Schools that have a Student Assistance Team (SAT), have faculty members who are dedicated to helping students. The SAT is usually made up of teachers, counselors, administrators, and other staff members. The team is usually small, three to four members, but includes many secondary members who are also dedicated to student success. This team relies on referrals made by staff members, usually teachers who have observed concerning behaviors in class, as well as, students concerned about themselves or friends. Once a referral is made, the team starts by identifying the presenting problems. Rather than diagnose or treat the student, they hope to help the student and intervene if necessary. One of the biggest successes of the Student Assistance Team is that students realize there are people who care greatly about them and their success.

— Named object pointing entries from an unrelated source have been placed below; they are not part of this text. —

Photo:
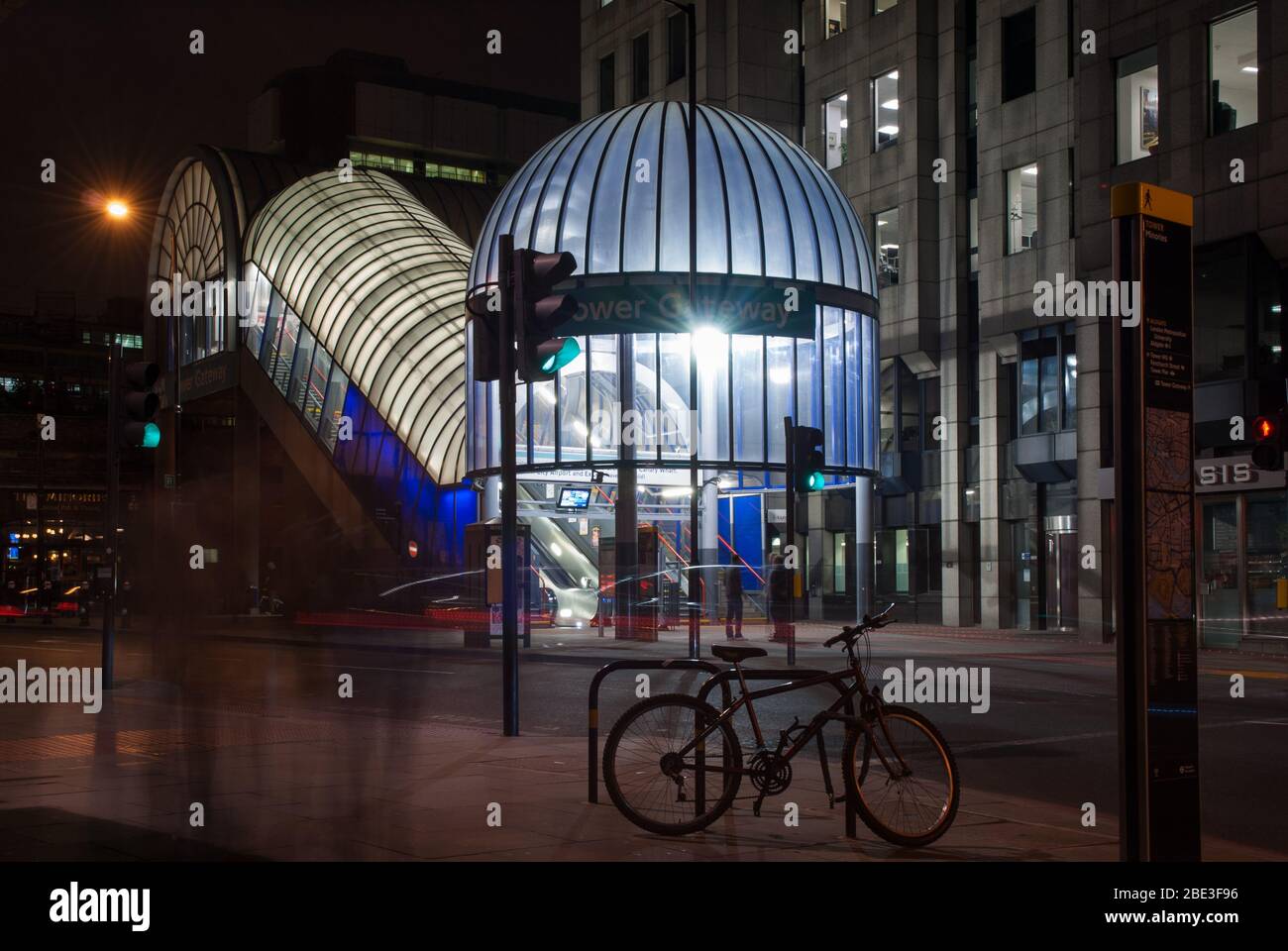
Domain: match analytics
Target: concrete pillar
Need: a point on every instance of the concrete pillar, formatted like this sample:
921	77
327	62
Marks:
997	571
246	504
489	505
626	512
864	539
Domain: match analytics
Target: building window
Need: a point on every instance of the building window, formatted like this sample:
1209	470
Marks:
833	18
835	131
1137	105
885	110
1019	54
1233	71
1048	380
606	71
386	162
677	48
1021	209
458	172
888	248
639	67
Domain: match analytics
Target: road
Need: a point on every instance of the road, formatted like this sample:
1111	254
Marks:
1048	732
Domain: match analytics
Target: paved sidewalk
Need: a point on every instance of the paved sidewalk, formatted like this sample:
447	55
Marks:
121	787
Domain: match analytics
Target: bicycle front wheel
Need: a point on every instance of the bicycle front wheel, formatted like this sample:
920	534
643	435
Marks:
658	779
902	780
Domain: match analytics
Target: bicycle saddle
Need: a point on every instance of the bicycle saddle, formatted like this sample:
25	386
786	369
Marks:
737	654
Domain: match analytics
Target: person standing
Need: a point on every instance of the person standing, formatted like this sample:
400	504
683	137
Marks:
733	606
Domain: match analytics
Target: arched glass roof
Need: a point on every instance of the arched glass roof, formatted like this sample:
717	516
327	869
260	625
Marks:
380	282
614	192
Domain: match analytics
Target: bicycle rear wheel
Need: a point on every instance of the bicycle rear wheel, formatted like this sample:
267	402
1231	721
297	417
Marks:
657	788
909	797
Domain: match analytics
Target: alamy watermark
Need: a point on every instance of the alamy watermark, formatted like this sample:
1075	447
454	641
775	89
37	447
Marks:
26	685
913	685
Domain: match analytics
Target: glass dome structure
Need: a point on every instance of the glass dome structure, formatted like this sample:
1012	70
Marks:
614	192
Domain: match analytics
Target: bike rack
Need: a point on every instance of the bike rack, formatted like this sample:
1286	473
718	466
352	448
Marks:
592	732
728	674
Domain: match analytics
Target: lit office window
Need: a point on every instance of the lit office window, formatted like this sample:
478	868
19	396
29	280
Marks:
605	82
677	47
639	67
1048	380
1021	209
885	110
1233	71
833	17
888	248
1137	105
835	131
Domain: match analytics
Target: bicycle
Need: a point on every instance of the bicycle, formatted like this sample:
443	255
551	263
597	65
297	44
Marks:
665	753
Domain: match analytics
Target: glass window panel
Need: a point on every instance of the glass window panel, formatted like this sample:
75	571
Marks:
748	409
835	131
1050	384
674	396
835	20
572	406
1029	420
778	393
333	409
806	384
645	393
258	311
1137	105
544	422
303	364
885	110
640	252
603	432
316	390
888	248
286	351
674	219
713	394
1021	209
1233	67
833	384
853	389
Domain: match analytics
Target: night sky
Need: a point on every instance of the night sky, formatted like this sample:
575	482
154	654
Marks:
108	89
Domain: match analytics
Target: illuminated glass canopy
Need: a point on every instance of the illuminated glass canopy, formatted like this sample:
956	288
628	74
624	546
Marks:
378	283
614	192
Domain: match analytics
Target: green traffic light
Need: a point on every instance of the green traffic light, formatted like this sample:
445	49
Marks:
567	354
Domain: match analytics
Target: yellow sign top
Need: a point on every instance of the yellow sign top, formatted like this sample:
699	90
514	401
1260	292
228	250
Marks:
1144	198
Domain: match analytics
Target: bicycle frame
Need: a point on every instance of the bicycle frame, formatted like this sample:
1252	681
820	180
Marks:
831	713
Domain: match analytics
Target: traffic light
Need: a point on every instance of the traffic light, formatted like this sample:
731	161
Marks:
539	311
141	405
1267	437
485	346
807	458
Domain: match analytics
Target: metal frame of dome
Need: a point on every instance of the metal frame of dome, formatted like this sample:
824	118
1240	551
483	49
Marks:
613	191
380	282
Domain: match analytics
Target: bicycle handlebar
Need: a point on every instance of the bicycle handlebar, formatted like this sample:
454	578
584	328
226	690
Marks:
867	624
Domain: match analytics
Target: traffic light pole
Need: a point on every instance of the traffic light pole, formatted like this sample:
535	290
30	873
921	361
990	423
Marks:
790	454
509	496
112	514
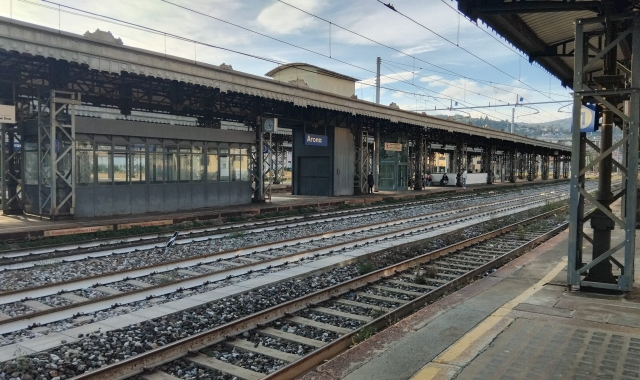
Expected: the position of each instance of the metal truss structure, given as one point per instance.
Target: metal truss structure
(544, 167)
(27, 73)
(56, 153)
(12, 169)
(363, 162)
(606, 72)
(511, 165)
(556, 167)
(488, 158)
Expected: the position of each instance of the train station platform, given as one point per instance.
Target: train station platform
(23, 227)
(518, 323)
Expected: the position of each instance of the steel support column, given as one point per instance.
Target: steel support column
(598, 273)
(11, 169)
(419, 163)
(57, 154)
(258, 167)
(376, 159)
(544, 167)
(362, 162)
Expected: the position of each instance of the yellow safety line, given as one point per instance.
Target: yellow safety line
(462, 344)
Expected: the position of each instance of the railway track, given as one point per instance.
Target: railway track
(287, 340)
(247, 261)
(96, 248)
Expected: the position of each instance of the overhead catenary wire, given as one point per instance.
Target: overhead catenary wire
(484, 81)
(181, 38)
(463, 49)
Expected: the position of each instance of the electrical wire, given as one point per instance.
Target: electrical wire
(487, 82)
(462, 48)
(181, 38)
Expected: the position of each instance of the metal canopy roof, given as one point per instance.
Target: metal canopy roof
(544, 29)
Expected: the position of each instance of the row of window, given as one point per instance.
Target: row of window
(158, 163)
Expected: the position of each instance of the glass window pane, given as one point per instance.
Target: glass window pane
(224, 168)
(244, 166)
(185, 166)
(84, 145)
(234, 164)
(171, 164)
(138, 163)
(104, 167)
(31, 167)
(84, 167)
(156, 167)
(197, 163)
(212, 167)
(120, 164)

While placing a Student Assistance Team in a school may seem expensive, the cost is minimal. On some campuses, members are compensated with a stipend; however, on other campuses the positions are completely voluntary. Members are encouraged to talk and connect with students, which costs nothing to the district. Since the cost is minimal one would assume that the reward would be minimal, but this could not be further from the truth. Some of the benefits include increased attendance, academic success and self-worth in students. In addition, decreased drop-out rates and substance abuse are also some of the benefits.
Despite the benefits, many school districts are reluctant to implement student assistance programs. This is true especially among rural school districts. Administrators in those school districts may feel that they do not face the same challenges as urban communities, but the Suicide Prevention Resource Center notes that suicide in rural communities remains higher than suburban and urban communities. Suicide continues to be the third leading cause of death in teenagers.
While the Student Assistance Team cannot prevent all suicides among teens, it can help to diminish the number by providing ongoing support and early intervention among at-risk students. In addition, if a suicide takes place on campus, the SAT is there to provide extra support to a crisis team and possibly prevent copycat suicides from occurring.
The Student Assistance Team does not require a large amount of money to start and maintain. Whatever costs are incurred by the school district are minor compared to the positive impact the program could have on campuses. While the focus of the SAT is prevention of many social problems including substance abuse and suicide, it also helps students achieve academic success and develop lifelong learning skills as students’ self-worth increases and they take responsibility for their learning. All of this is possible with a group of caring school staff members dedicated to helping students.